Researchers earlier this year discovered a modular backdoor that delivers one of eight different cryptominers to infected systems, as well as malicious plug-ins that exploit the UPnP and SMB protocols.

Written in C and compiled with Mingw GCC, the malware, dubbed Plurox, was discovered last February by researchers at Kaspersky, who believe they detected the backdoor while it was still in a testing phase.

Plurox communicates with and receives commands from its C2 server via the TCP protocol, as part of a process to determine which malicious plug-ins to install and operate on an infected device, according to a June 18 Kaspersky blog post written by researcher Anton Kuzmenko.

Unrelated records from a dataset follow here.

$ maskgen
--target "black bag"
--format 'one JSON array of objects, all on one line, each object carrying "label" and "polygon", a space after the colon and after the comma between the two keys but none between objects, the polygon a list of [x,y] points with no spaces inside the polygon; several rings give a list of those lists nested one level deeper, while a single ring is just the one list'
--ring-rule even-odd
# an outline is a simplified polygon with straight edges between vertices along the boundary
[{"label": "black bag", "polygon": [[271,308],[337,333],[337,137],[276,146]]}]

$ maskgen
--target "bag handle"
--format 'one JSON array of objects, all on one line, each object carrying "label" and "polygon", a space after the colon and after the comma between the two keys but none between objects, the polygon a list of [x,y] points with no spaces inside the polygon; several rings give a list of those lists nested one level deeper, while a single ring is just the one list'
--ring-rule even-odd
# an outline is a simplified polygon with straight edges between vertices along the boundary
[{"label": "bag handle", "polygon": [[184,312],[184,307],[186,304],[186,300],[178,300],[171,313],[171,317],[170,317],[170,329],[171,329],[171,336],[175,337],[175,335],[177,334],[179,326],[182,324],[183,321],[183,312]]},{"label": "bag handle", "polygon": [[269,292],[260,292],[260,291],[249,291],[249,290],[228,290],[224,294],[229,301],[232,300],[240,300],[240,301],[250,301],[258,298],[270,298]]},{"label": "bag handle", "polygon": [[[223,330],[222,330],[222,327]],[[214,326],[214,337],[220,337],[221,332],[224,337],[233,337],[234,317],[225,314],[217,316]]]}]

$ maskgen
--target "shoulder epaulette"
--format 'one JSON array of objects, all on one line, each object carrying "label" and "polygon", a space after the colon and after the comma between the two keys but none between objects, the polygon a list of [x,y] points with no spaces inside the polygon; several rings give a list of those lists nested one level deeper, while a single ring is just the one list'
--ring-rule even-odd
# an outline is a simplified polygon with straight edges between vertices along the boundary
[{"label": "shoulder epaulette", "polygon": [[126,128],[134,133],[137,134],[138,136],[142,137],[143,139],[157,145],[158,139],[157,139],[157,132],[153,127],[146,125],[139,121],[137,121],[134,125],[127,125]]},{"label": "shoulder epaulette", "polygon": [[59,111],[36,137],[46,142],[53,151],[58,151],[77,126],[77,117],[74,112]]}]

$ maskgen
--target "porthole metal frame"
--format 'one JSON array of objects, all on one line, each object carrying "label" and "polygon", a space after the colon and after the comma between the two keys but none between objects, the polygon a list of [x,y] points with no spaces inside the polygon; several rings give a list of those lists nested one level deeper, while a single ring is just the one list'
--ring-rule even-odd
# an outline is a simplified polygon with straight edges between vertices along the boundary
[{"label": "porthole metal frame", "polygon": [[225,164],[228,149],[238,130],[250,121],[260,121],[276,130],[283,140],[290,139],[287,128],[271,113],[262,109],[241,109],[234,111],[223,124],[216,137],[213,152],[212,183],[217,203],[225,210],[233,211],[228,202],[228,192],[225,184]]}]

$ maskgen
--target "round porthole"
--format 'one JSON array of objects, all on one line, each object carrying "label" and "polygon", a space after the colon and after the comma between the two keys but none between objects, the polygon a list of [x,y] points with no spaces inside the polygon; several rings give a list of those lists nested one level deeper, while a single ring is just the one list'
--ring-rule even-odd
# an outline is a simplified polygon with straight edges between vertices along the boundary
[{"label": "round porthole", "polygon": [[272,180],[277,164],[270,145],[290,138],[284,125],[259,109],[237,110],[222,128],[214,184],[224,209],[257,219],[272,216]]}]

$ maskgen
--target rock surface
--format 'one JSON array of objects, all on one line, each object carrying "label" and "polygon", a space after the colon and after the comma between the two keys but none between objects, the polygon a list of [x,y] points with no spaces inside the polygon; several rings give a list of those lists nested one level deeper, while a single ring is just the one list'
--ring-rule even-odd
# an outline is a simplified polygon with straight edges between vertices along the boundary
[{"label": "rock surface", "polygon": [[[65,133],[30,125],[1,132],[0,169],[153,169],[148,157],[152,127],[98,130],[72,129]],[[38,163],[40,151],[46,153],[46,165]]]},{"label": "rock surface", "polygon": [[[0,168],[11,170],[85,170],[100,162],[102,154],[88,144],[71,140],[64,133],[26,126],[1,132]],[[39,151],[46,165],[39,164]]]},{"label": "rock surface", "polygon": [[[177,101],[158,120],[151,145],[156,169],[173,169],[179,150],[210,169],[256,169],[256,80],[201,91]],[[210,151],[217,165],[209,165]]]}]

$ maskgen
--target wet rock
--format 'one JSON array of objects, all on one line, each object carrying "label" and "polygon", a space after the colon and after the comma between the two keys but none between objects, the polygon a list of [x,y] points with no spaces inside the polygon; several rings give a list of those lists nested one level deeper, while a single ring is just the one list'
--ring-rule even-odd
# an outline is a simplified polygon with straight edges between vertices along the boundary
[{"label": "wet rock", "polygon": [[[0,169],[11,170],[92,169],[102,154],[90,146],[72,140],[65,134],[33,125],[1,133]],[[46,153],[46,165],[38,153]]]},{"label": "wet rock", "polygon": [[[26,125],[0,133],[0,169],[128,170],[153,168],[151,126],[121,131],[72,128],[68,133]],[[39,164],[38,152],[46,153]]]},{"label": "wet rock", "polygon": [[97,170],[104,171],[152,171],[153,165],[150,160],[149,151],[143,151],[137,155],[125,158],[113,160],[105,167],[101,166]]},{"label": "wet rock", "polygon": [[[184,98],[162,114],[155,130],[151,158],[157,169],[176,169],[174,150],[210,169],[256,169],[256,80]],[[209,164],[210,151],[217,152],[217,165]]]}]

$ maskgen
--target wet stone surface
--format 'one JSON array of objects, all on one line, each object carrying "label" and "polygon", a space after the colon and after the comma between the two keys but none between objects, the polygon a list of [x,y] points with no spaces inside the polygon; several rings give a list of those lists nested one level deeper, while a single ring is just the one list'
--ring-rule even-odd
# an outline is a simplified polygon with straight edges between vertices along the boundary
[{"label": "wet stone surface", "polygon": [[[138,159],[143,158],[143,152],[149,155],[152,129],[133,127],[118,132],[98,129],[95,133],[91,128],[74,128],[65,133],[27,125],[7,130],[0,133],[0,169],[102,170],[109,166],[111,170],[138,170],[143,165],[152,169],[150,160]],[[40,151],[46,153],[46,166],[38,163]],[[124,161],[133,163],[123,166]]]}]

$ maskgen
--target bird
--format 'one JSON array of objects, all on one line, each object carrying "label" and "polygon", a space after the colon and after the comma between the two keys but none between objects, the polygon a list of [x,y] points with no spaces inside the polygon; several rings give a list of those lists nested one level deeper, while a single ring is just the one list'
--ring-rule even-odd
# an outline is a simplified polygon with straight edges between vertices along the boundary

Kaspersky notes that it detected two subnets while monitoring the backdoor’s activity. The first receives only cryptominers, while the second receives both miners and plug-ins that exploit the Universal Plug and Play network protocol and the Server Message Block internet protocol.





Kaspersky has identified the eight miners as auto_proc, auto_cuda, auto_miner, auto_opencl_amd, auto_gpu_intel, auto_gpu_nvidia, auto_gpu_cuda and auto_gpu_amd. The malware informs the C2 server of the victim machine’s system configuration, and then receives back information on which of these eight plug-in miners to download.

The apparent purpose of the two plug-ins that exploit UPnP and SMB is to establish a foothold in an infected machine’s network and spread like a worm, Kuzmenko writes. Kaspersky notes that the UPnP plug-in is quite similar to the NSA’s EternalSilence exploit, while the SMB module spreading the malware using the actually NSA exploit EternalBlue.